Quando todas as chagas secarem, sobrarão apenas as máculas clareadas. Mas a mente, ah, a mente, essa sangrará sem cessar. Braços abertos, ajoelhado, treme o corpo todo. Mente quem diz que perdoei, mente quem diz que voltarei, mente. Na verdade nunca estive, nunca vim, nunca me chamei, nunca.

O vinho, o pão, nada mais são do que vinho e pão. Lá de cima vi lágrimas, mãos dadas. Sim, vi, se é que seja possível ver, a fé nos poros de tantos. Não pedi nada disso, aliás, não pedi nada além de descanso. Sei que não me darão. Tudo o que disse foi transfigurado. Lendas de outros, misturadas com minhas andanças.

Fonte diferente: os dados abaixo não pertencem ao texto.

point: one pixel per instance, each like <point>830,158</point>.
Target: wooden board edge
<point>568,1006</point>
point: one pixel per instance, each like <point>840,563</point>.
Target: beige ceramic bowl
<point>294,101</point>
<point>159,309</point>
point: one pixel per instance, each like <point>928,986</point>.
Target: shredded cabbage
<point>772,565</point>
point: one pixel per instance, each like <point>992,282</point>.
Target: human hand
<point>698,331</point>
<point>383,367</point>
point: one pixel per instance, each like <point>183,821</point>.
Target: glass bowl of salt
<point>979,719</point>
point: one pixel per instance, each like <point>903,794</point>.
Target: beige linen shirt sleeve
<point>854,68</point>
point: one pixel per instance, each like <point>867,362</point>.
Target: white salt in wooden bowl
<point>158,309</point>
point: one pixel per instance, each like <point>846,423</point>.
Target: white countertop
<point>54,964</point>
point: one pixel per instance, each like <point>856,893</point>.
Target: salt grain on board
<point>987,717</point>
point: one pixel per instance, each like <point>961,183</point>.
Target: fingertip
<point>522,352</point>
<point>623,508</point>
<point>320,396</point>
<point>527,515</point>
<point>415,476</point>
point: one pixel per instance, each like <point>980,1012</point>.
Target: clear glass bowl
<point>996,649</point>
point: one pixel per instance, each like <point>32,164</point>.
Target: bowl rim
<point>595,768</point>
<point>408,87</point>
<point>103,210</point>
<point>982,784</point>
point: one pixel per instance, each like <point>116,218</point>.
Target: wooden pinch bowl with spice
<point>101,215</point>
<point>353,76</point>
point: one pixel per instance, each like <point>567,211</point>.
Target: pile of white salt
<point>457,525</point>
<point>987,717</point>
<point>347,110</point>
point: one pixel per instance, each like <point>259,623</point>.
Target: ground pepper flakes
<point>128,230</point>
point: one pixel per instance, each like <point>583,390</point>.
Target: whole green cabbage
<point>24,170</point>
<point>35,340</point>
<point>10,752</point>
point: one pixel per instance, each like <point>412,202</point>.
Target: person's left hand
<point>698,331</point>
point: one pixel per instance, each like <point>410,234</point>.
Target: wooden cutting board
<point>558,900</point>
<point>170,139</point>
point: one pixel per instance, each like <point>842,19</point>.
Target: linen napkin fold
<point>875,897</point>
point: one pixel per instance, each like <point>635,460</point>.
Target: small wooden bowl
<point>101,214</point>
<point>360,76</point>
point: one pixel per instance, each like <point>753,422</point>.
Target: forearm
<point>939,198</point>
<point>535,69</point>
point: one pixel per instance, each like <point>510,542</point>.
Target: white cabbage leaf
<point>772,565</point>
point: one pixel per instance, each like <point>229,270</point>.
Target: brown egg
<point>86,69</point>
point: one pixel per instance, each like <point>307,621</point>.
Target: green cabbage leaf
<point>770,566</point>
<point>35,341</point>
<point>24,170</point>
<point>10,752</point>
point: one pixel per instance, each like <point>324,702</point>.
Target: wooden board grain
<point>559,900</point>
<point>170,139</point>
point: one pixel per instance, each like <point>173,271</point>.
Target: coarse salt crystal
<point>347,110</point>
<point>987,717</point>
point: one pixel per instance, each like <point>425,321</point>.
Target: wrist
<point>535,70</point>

Sei que me colocarão rosto conveniente, palavras que nunca disse, ações que nunca tive. Dirão de minha vida fatos inexistentes. Erguerão pedras colossais, matarão, roubarão, tudo sobre a minha égide inexistente. Haverá aquele que tornar-se-á rei, político, usando de minha imagem. Haverá aquele que será perdoado, mesmo tendo cometido a mais brutal das ações, também usando de minha imagem.

Bem-aventurados aqueles que me deixarem em paz, pois serão livres para pensarem. Caso contrário, serão apenas sal, apenas terra. Não há fogo, julgamento, Sinédrio, não há nada. Assim que tombar este corpo já arrebatado pela mulher que escondem o nome, sobrarão estes panos encharcados de sangue, de sal. Sobrará esta coroa de rígidos espinhos, como rígidos serão os homens que usarão de minhas frases. Sobrará a dúvida do que eu disse, se disse.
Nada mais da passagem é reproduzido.